Japan data and market reaction
Japan reported an annualised GDP growth rate of 2.1% for the first quarter, above consensus expectations of 1.7%. The expansion was driven by firmer private consumption and stronger external demand. Capital expenditure rose 0.3% quarter-on-quarter, and the GDP price index climbed 3.4%, underlining persistent inflationary pressure. Despite the stronger-than-expected Q1 outturn, analysts cited in market commentary expect GDP growth to stall in the current and following quarter. In market moves, the Nikkei 225 slipped about 0.4% while the broader TOPIX gained roughly 0.5%.
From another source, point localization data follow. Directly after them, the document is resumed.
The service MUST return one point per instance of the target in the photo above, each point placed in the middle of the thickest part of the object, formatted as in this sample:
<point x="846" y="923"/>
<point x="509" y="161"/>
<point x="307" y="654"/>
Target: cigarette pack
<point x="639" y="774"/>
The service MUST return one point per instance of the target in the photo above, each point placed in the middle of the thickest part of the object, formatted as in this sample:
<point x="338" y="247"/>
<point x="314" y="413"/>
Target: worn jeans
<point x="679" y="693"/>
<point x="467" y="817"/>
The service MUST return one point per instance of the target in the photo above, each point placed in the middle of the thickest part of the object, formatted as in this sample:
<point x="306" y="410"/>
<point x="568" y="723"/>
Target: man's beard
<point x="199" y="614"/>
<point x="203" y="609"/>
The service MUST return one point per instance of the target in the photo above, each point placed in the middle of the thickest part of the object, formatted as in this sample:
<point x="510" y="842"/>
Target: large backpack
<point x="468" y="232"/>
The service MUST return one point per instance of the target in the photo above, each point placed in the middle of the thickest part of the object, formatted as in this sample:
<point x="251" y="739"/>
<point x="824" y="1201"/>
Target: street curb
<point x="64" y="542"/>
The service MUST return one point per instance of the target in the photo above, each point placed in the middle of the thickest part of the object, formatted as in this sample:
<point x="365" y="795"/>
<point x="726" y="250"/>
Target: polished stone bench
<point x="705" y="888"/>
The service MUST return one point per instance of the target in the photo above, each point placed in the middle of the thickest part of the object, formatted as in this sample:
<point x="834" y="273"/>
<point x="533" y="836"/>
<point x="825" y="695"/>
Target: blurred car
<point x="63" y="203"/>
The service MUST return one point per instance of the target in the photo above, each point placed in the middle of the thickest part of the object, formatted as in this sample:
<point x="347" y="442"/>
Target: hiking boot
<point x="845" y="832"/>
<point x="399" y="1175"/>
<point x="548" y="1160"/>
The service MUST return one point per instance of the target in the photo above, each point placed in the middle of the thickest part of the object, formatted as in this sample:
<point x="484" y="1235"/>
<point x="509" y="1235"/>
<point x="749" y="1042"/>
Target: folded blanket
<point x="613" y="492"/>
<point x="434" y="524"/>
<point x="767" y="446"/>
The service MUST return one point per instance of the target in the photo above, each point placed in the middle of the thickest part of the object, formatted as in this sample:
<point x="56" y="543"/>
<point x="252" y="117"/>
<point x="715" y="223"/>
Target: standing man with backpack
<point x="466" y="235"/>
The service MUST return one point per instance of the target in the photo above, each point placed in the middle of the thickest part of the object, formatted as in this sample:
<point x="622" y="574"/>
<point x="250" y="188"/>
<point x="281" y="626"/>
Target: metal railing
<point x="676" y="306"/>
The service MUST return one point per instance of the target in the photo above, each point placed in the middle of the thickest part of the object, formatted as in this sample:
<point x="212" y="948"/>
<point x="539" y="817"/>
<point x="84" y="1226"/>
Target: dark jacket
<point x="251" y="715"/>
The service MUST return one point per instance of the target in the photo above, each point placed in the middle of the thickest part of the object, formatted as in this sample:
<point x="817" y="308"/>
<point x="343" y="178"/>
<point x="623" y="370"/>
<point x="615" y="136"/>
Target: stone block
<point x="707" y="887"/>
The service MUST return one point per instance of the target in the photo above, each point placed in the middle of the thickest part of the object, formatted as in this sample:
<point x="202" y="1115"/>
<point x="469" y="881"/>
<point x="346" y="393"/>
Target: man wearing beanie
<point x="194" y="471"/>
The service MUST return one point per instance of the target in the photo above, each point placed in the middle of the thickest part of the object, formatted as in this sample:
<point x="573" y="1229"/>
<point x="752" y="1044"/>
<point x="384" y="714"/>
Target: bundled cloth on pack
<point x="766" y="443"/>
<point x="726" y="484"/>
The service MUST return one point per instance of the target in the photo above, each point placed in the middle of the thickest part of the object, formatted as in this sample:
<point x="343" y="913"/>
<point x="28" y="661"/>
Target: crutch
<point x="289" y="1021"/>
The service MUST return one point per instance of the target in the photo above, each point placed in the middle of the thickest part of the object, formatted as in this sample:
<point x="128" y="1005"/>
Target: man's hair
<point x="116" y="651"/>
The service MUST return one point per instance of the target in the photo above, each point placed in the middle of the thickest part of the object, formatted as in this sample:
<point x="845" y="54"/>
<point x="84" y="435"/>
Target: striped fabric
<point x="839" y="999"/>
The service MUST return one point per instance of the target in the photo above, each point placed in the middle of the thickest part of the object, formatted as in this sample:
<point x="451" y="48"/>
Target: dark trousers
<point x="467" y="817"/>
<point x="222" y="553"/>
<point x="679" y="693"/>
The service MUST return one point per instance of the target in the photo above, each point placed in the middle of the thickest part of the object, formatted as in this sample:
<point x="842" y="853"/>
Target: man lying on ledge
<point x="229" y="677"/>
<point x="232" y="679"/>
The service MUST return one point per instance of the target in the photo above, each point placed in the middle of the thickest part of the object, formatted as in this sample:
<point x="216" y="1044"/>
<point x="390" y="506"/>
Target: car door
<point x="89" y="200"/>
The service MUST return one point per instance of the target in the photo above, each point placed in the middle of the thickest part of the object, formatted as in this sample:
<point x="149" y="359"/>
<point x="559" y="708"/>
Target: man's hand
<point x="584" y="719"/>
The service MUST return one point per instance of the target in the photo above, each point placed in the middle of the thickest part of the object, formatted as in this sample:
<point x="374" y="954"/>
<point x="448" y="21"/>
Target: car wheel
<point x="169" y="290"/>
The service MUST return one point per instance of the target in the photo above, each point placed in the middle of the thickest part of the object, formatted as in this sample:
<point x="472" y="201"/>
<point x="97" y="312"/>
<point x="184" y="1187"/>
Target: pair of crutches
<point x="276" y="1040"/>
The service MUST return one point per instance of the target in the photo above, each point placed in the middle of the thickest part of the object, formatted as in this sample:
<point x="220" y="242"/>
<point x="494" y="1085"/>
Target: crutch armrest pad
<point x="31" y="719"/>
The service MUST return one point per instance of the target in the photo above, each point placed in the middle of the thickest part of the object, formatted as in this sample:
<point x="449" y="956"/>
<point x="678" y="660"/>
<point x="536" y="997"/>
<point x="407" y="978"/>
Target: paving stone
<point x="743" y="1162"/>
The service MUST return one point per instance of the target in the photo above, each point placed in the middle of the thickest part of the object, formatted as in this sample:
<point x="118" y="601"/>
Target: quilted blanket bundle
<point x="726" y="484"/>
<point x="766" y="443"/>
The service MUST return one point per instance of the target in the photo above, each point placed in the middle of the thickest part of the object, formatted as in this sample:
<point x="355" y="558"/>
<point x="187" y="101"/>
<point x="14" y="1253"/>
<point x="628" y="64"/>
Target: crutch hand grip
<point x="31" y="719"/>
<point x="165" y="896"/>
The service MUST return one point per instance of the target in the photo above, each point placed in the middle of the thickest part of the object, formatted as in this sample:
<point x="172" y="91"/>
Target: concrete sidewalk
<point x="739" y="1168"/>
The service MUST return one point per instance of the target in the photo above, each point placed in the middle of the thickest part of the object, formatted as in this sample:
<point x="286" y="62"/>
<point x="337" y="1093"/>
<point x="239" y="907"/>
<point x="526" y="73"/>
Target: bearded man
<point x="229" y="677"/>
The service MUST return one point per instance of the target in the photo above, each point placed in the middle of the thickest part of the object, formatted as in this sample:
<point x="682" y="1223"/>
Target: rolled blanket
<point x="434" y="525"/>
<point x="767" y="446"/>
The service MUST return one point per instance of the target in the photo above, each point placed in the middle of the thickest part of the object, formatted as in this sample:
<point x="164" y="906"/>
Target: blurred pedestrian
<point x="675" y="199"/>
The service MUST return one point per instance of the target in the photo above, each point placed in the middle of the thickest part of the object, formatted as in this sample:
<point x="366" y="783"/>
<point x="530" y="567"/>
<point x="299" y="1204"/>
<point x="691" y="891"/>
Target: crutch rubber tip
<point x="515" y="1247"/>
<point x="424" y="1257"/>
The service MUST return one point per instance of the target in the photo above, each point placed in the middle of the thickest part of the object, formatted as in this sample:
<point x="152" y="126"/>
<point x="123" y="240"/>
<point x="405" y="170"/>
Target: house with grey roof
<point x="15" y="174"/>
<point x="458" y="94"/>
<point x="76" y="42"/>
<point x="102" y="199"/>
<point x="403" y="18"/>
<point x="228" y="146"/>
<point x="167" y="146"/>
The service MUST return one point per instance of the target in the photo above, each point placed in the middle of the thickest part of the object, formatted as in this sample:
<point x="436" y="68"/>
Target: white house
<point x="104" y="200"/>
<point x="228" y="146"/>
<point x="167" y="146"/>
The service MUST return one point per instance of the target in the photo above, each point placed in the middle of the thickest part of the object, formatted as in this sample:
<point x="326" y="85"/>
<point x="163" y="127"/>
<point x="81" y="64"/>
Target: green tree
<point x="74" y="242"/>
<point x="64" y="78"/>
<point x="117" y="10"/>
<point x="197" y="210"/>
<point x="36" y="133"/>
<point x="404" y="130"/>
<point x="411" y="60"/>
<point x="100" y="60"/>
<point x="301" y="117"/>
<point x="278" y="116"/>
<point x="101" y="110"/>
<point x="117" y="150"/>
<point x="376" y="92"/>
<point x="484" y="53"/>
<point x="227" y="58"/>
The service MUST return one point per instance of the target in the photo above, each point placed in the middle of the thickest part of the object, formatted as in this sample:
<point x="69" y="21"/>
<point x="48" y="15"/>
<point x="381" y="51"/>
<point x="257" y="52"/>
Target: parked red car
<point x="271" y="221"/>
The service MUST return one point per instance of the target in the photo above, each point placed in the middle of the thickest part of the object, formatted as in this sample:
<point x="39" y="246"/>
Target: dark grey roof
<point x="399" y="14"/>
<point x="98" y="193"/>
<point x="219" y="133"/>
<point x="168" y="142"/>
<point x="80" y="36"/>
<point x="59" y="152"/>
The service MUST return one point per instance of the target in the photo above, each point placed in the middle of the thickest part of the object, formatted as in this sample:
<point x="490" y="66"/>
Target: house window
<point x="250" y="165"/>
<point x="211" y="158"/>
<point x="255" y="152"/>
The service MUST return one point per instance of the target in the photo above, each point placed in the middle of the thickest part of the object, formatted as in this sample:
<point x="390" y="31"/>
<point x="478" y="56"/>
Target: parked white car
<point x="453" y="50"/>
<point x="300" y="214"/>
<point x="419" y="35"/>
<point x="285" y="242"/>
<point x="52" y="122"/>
Oil and geopolitical headlines
Oil eased modestly after U.S. President Donald Trump said he had paused a planned military strike on Iran and noted there was "a very good chance" of reaching a nuclear agreement with Tehran. Brent crude retreated from recent levels above $110 per barrel but remained elevated amid ongoing supply disruptions in the Strait of Hormuz.
Regional stock moves
The pause in military action contributed to gains in some markets: Australia's S&P/ASX 200 jumped 1.1% and Singapore's Straits Times Index rose 0.6%. However, most major bourses were subdued with technology shares weighing on performance. China's blue-chip CSI 300 fell 0.6%, the Shanghai Composite traded flat, and Hong Kong's Hang Seng was largely unchanged. Futures tied to India's Nifty 50 edged down about 0.3%.
South Korea and Samsung
South Korea's KOSPI traded roughly 3% lower after an earlier drop of as much as 5% in the session. Samsung Electronics (KS:005930) shares fell more than 5% as the company and its labour union resumed negotiations following talks a day earlier that did not produce an agreement. Investors expressed caution about the risk of a planned strike later this week that could disrupt semiconductor production. Reports noted a South Korean court had warned the union of fines if it failed to comply with court orders related to industrial action.
Market implications
The session underscored the market's sensitivity to tech earnings calendars, supply-chain labour risks in critical technology hubs, and geopolitical developments that influence energy prices and inflation expectations.